“This is the 20th day of my participation in the November Gwen Challenge. See details of the event: The Last Gwen Challenge 2021”.

Getting started with Hive

1. What is Hive

Hive: Open source data collection for massive structured logs by Facebook.

Hive is a data warehouse tool based on Hadoop. Hive maps structured data files into a table and provides SQL-like query functions.

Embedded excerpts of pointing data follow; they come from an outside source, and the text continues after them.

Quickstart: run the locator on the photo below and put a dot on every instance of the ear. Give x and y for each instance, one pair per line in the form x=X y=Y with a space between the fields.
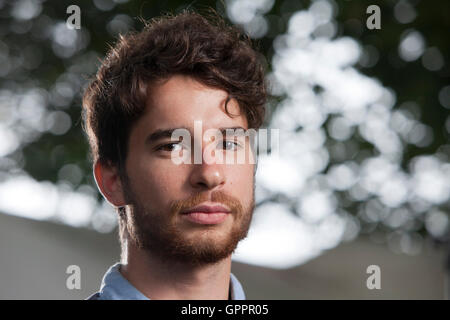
x=109 y=183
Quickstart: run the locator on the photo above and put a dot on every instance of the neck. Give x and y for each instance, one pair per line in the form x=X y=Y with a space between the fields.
x=162 y=280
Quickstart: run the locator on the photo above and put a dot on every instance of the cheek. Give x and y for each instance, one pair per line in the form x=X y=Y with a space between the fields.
x=155 y=178
x=241 y=179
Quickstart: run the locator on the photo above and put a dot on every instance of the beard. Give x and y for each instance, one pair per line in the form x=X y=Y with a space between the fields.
x=165 y=235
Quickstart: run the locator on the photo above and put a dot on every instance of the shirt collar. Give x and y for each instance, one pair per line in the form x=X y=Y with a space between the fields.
x=115 y=287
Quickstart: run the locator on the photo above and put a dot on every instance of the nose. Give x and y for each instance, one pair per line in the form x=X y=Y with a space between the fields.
x=207 y=176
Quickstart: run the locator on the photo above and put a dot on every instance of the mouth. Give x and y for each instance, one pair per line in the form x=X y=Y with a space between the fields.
x=207 y=214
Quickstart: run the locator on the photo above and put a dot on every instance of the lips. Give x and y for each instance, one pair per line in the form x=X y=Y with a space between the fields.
x=207 y=209
x=206 y=214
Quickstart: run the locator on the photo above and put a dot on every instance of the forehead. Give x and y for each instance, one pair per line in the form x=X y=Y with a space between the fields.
x=181 y=100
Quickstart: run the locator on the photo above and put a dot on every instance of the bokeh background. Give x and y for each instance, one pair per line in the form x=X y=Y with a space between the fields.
x=363 y=175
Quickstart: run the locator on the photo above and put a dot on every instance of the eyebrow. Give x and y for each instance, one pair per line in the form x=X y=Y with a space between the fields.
x=167 y=133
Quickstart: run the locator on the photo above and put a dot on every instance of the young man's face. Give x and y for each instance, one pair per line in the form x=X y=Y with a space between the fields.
x=158 y=189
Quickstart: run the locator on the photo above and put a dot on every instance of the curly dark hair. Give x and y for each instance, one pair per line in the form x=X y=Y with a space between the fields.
x=201 y=46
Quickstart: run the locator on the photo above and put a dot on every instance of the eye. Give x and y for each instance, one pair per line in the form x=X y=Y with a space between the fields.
x=169 y=147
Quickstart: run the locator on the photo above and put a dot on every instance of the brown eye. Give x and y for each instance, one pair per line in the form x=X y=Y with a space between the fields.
x=169 y=147
x=230 y=145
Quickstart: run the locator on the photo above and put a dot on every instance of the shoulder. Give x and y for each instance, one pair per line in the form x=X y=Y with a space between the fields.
x=95 y=296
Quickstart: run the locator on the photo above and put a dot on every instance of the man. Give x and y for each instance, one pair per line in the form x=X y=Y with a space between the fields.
x=179 y=221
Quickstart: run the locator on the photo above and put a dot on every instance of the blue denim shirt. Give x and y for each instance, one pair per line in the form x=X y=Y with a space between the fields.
x=116 y=287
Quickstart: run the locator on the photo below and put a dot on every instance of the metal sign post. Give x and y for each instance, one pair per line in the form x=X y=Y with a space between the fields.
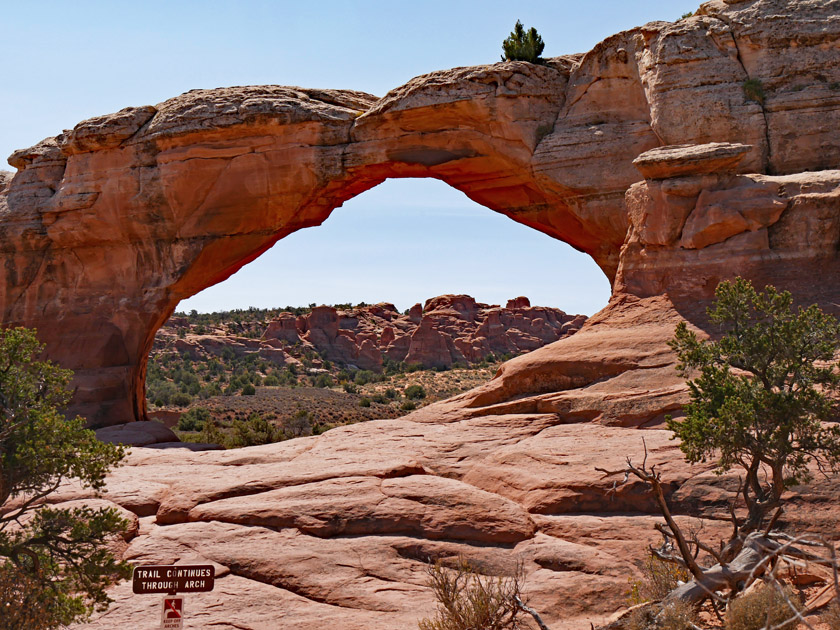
x=173 y=579
x=163 y=578
x=172 y=616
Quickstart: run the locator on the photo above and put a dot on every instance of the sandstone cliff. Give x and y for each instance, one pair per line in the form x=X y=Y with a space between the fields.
x=106 y=227
x=646 y=152
x=449 y=329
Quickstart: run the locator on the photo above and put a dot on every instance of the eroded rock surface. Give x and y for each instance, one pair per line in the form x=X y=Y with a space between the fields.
x=450 y=329
x=106 y=227
x=731 y=117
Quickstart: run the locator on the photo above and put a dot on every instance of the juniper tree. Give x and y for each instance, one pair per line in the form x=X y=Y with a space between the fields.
x=522 y=46
x=760 y=396
x=54 y=562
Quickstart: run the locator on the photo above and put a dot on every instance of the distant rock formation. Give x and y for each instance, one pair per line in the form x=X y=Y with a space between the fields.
x=449 y=329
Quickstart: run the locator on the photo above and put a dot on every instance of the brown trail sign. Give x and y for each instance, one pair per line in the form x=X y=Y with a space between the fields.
x=162 y=578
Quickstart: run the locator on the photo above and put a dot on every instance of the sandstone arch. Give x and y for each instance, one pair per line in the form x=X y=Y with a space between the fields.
x=106 y=227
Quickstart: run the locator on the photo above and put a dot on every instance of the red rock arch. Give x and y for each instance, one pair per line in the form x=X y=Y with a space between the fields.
x=105 y=228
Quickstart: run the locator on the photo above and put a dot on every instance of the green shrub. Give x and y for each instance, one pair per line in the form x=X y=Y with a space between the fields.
x=768 y=606
x=363 y=377
x=468 y=601
x=523 y=46
x=673 y=616
x=55 y=562
x=415 y=392
x=831 y=617
x=254 y=431
x=754 y=91
x=181 y=399
x=193 y=419
x=298 y=425
x=323 y=380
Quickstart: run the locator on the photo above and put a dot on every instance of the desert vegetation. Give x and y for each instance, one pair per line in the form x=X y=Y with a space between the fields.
x=221 y=398
x=522 y=45
x=761 y=402
x=55 y=562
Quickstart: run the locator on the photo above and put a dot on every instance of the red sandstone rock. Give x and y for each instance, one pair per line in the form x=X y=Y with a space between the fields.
x=549 y=145
x=455 y=328
x=103 y=230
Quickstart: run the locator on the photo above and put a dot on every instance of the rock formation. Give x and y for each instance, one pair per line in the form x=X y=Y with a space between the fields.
x=450 y=329
x=106 y=227
x=675 y=154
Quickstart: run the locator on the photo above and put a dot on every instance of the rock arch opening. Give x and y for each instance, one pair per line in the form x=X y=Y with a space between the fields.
x=107 y=227
x=401 y=243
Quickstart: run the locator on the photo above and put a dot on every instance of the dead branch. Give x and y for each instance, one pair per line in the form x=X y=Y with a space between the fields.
x=651 y=477
x=525 y=608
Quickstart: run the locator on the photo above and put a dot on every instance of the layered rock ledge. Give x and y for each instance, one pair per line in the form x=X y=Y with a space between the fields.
x=105 y=228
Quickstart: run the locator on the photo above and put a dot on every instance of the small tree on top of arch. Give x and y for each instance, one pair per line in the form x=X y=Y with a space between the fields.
x=523 y=46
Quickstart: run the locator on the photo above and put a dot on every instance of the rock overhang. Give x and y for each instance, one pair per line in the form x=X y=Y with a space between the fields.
x=107 y=226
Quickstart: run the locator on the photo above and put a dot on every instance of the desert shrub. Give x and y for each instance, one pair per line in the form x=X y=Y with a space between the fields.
x=831 y=616
x=768 y=606
x=754 y=91
x=415 y=392
x=468 y=600
x=658 y=579
x=193 y=419
x=298 y=425
x=55 y=563
x=672 y=616
x=254 y=431
x=180 y=399
x=523 y=46
x=363 y=377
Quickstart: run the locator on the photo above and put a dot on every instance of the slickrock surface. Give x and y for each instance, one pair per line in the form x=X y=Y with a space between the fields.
x=648 y=153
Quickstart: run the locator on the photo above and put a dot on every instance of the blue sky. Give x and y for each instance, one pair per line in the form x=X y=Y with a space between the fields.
x=403 y=241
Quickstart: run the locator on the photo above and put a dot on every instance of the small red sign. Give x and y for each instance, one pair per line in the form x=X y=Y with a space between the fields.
x=181 y=578
x=172 y=616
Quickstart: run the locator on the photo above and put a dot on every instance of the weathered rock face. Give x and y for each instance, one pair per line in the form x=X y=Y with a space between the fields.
x=646 y=153
x=451 y=329
x=106 y=227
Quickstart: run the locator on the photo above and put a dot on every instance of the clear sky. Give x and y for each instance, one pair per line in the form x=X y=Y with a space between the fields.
x=404 y=241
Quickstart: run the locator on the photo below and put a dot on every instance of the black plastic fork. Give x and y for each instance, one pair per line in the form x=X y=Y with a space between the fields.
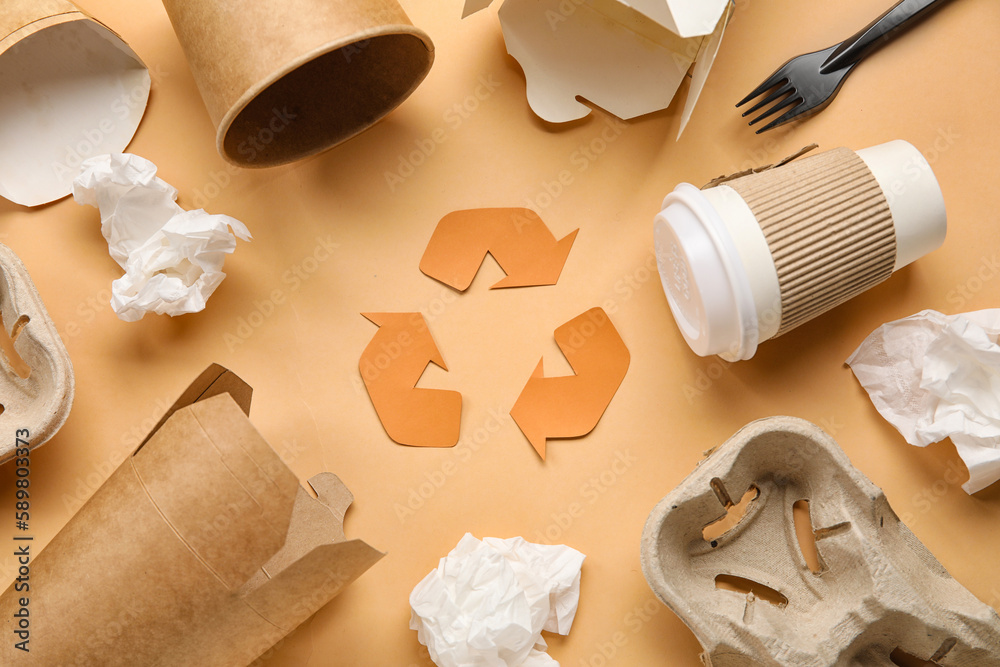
x=806 y=84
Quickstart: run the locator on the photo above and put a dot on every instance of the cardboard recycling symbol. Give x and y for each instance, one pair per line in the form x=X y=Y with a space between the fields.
x=548 y=407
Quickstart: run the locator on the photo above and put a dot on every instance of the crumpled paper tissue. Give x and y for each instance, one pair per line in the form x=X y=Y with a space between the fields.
x=172 y=258
x=936 y=376
x=487 y=602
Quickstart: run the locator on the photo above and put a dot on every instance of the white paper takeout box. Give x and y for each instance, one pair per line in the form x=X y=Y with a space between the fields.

The essence is to convert HQL into MapReduce programs

Data processed by Hive is stored in HDFS
The underlying implementation of Hive data analysis is MapReduce
The execution program runs on Yarn

2. Advantages and disadvantages of Hive

2.1 advantages,

The operation interface uses SQL-like syntax to provide rapid development capabilities (simple and easy to use).
Eliminating the need to write MapReduce reduces developer learning costs.
Hive has a high execution latency. Therefore, Hive is commonly used for data analysis and does not require high real-time performance.
Hive is advantageous for processing large data, but has no advantage for processing small data because Hive has a high execution delay.
Hive supports user-defined functions. Users can implement user-defined functions based on their own requirements.

2.2 and disadvantages

Hive has limited HQL expression capabilities
- The iterative algorithm cannot be expressed
- I am not good at data mining. Due to the limitation of MapReduce data processing process, more efficient algorithms cannot be implemented.
Hive is more efficient than Hive
- MapReduce jobs that are automatically generated are usually not intelligent enough
- Hive tuning is difficult and coarse

3. Hive architecture principle

User interface: Client
- CLI (Command-line interface), JDBC/ODBC(JDBC Access to Hive), and WEBUI (Browser Access to Hive)
Metadata: Metastore
- Metadata includes the table name, database to which the table belongs (default), owner of the table, column/partition fields, type of the table (whether it is an external table), and directory where the table data resides.
- By default, it is stored in its own Derby database. It is recommended to use MySQL to store Metastore
Hadoop
- HDFS is used for storage and MapReduce is used for calculation.
Driver: Driver
- SQL Parser converts SQL strings into abstract syntax trees called AST. This is usually done using third-party libraries such as ANTLR. Parsing the AST, such as whether tables exist, whether fields exist, and whether SQL semantics are wrong.
- Compiler (Physical Plan) : Compiles the AST to produce a logical execution Plan.
- Query Optimizer: Optimizes the logical execution plan.
- Execution: To convert a logical Execution plan into a physical plan that can be executed. For Hive, it is MR/Spark.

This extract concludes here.